Couverture du livre Mes treize oncles

Auteur : Vladislav Otrochenko

Traducteur : Anne-Marie Tatsis-Botton

Genre : Romans et nouvelles - étranger

Editeur : Verdier, Lagrasse, France

Collection : Slovo

Vladislav Olegovitch Otrochenko. Un nom qui ne vient pas des grandes villes littéraires du Nord mais d'une capitale du Sud, réelle et mythique à la fois, celle des Cosaques du Don - chevauchées à travers les hautes herbes de la steppe, charges militaires furieuses, chants, danses et festins sous le ciel étoile...

Otrochenko, un auteur cosaque ? Mieux encore.

Se jouant des clichés, il nous livre une prose fastueuse, éperdument généreuse, solaire, mêlant la fable et le réel, peuplée de petites gens qui échappent à l'absurdité de leur siècle par la grâce d'une déraison magistrale, claquant comme bannière au vent.

Mes treize oncles est une étrange saga où se croisent les treize fils du Cosaque Malakh, porteurs de vénérables prénoms et de gigantesques favoris marquant leur filiation, enfants d'une génitrice universelle, occupant une maison labyrinthique aux couloirs infinis. Les phrases s'allongent, s'enroulent et se prolongent telle une fratrie de mots galopant à la conquête d'un nouvel espace d'écriture.

Vladislav Otrochenko est né en 1959 à Novotcherkassk. Après des études de journalisme à Moscou, il a voyagé et vécu en Italie. Il est l'auteur de récits et essais couronnés par plusieurs prix littéraires. Ce roman, déclaré «meilleur roman de l'année» par la prestigieuse revue Oktiabr et traduit en italien, est son premier texte à paraître en français.

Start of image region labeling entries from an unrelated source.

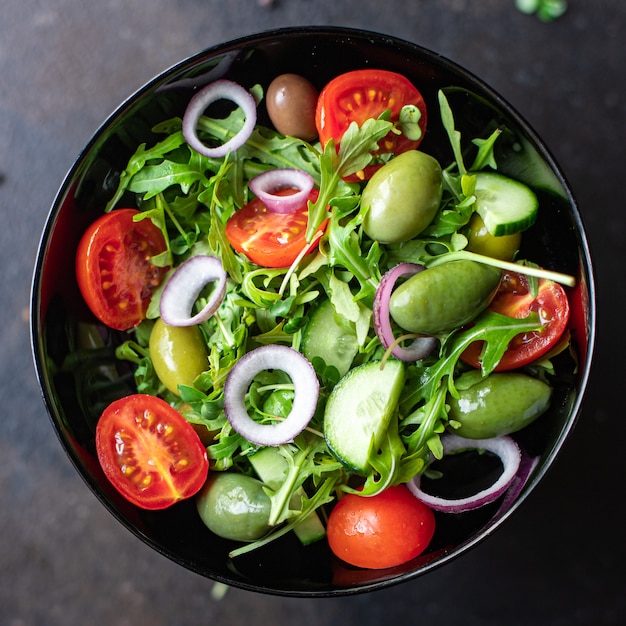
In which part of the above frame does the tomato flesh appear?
[76,209,167,330]
[327,485,435,569]
[315,69,427,180]
[96,394,209,510]
[461,272,570,372]
[226,189,327,268]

  • Les courts extraits de livres : 24/09/2012

Quand l'oncle Sémion se brûla accidentellement les favoris, il décréta le deuil dans la maison, fit voiler tous les miroirs de percaline noire et mit son costume noir à col de satin, qui puait la naphtaline à tel point que tous les moustiques et toutes les mouches de la maison s'enfuirent à tire d'ailes.
Le soir, il envoya à tous ses frères des télégrammes identiques :

VIENS TOUT DE SUITE, FISTON. LE FEU DE L'ENFER A DÉVORÉ MES FAVORIS. SÉMION MALAKHOVITCH.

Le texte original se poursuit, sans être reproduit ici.